What is it?
The retina is the delicate, inside lining of the eye. It acts like the film in a film camera; it captures the picture and sends the information to the brain. A retinal detachment occurs when the retina pulls away from the eye wall. It is a serious problem which requires urgent surgery. Without surgery, vision can be permanently affected.
What causes it?
The eye has a central cavity which contains a jelly-like substance called the vitreous. As one ages, the vitreous changes from a gel to a liquid. As a result, the vitreous can separate from the retina. This is a normal aging change and is called a Posterior Vitreous Detachment (PVD). For many people, this change can cause flashing lights and new floaters but no serious retinal changes. However, a PVD may create a retinal tear in some people. This retinal tear leads to a retinal detachment. The liquefied vitreous can track through the tear and under the retina. Then, just like pouring water behind wall paper, the retina can detach from the eye wall.
What are the symptoms?
Flashing lights and new floaters are often the only symptoms of a retinal tear. If you ever experience these changes, you should contact your retina specialist for a dilated retinal examination. If a retinal detachment develops, one notices a loss of side/peripheral vision. There is often a shadow or curtain-like defect which is always present. With time, the shadow or curtain can progress towards the center. If a retinal detachment is not treated, then total vision loss can occur.

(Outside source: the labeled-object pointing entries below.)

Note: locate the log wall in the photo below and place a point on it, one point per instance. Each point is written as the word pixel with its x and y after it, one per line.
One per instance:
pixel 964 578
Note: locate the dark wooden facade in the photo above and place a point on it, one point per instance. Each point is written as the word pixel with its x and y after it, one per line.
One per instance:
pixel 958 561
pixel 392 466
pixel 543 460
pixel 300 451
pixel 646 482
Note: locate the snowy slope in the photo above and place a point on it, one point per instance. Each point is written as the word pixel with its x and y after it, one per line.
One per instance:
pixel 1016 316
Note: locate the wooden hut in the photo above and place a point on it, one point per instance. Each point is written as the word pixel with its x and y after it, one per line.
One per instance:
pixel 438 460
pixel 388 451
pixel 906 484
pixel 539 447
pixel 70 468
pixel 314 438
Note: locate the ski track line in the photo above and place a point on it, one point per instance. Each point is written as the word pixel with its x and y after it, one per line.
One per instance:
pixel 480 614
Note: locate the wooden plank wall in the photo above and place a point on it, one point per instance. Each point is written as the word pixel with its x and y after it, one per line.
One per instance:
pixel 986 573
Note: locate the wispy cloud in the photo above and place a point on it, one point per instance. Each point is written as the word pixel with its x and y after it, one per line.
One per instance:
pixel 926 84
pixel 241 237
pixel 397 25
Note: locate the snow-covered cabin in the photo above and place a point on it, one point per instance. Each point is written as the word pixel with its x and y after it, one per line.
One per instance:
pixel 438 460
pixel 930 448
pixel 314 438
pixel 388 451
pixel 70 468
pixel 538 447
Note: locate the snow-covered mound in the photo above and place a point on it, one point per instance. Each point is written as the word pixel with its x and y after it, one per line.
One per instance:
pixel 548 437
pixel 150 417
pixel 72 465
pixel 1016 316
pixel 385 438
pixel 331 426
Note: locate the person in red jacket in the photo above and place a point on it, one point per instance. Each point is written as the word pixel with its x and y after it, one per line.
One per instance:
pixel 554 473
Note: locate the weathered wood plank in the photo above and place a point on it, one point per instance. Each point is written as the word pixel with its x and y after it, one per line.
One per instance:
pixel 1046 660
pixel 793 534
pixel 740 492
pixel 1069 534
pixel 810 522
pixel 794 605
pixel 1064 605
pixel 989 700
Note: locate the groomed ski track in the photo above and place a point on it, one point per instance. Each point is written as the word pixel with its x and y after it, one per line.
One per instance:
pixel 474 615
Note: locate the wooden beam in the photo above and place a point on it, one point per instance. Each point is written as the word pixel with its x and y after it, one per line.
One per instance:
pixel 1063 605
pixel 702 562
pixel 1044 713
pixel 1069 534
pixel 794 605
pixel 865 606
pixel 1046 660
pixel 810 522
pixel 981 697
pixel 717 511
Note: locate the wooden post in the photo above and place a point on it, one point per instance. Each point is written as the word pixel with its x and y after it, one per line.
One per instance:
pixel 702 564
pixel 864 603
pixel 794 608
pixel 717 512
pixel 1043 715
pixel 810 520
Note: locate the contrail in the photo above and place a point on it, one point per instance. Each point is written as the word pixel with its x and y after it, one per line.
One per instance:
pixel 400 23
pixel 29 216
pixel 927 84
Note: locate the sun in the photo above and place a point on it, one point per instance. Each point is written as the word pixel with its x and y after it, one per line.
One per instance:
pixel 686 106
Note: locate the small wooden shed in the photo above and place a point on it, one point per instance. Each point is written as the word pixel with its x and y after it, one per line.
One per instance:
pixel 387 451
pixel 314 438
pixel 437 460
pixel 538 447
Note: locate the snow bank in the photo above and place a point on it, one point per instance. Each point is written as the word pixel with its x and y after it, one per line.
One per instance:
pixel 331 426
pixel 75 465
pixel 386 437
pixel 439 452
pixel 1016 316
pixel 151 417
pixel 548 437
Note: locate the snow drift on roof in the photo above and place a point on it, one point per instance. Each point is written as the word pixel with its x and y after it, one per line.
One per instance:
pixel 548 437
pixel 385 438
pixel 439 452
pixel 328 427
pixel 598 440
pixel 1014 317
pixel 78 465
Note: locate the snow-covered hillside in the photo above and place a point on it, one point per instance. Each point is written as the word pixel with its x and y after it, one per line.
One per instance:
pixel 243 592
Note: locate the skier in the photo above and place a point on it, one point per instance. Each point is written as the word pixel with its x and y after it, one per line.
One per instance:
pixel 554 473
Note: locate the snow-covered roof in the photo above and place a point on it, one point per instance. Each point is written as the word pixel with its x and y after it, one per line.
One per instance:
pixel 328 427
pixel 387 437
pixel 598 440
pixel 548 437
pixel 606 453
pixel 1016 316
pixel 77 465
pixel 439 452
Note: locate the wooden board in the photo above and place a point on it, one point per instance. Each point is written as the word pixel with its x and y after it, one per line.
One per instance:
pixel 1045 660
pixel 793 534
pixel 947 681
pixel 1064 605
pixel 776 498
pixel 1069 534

Retinal detachments are infrequent in the general public, and tend to affect people over age 40. Some common risk factors are myopia (near-sightedness) and previous eye surgery. Other causes include a family history of retinal detachment, trauma to the eye, and certain genetic conditions.
What is the treatment?
Retinal detachments require surgical repair by a vitreoretinal surgeon. Both of our doctors are experienced in the various types of detachment surgery. Based on your eye and your detachment, they will recommend a surgery which has the highest chance of longterm success. Currently there are three surgeries which are employed to fix this retinal problem.
This procedure is the least invasive, but can only be used in certain situations. At the time of surgery, the eye is anesthetized and then the retinal tear is treated with cryo (an ultra-cold probe). Next a gas bubble is injected into the vitreous cavity. The patient is then given clear instructions regarding positioning for the next 24- 72 hours. With proper positioning, the gas bubble seals the tear and allows the detachment to heal. This technique can be very effective but requires close monitoring in the post-op period.
This procedure is often used for younger patients who have never had cataract surgery. A cryo probe is used to treat all of the retinal tears. Next a thin silicone band is placed around the outside of the eye wall (the sclera). The band encircles the sclera, and is tightened like a belt which indents the eye. This indentation brings the eye wall closer to the retina and counteracts the pulling of the vitreous gel. Once the buckle is in place, your surgeon may choose to inject an air or gas bubble into the eye. Post-op positioning is also important for this technique. The eye is usually sore for the first 2-3 days and pain medication may be required. The buckle is tucked behind the eyelids and once the eye heals, it is not visible. Your retina specialist will monitor the eye closely to ensure that the retina remains attached.
This type of surgery is usually employed for people who have already had cataract surgery. Three small incisions are made through the white wall of the eye. These incisions are so small that they self-seal (no stitches are needed). The vitreous gel is then removed with a highly specialized instrument that “cuts” and “sucks” at the same time. Once the gel is gone, the retina is re-attached and sealed in place with laser treatment. To keep the retina attached, either a gas bubble or oil bubble is injected. The gas bubble is absorbed by the eye in 4-8 weeks. During this time, the patient must avoid high altitude because the gas may expand. For example, one must not fly in an airplane or travel through the mountains. The oil bubble is not absorbed by the eye. A second procedure is required in 3-4 months to remove the oil.
What is the recovery?
They eye may be quite sore after a scleral buckle for the first week. There is usually less pain and discomfort with a pneumatic retinopexy or vitrectomy. If you have significant pain or nausea which isn’t controlled with regular pain medication then you should call our office. We will monitor the eye at regular intervals following the surgery. It is common for the vision to be very blurry after surgery. It is impossible to see through a gas bubble, so the vision only returns once the bubble gets smaller. A window of vision will start to appear above the bubble, and will slowly enlarge as the bubble gets absorbed. The vision is slightly better through an oil bubble, but will still be blurry. Drops are required after the surgery, your surgeon will give you instructions about the type and frequency.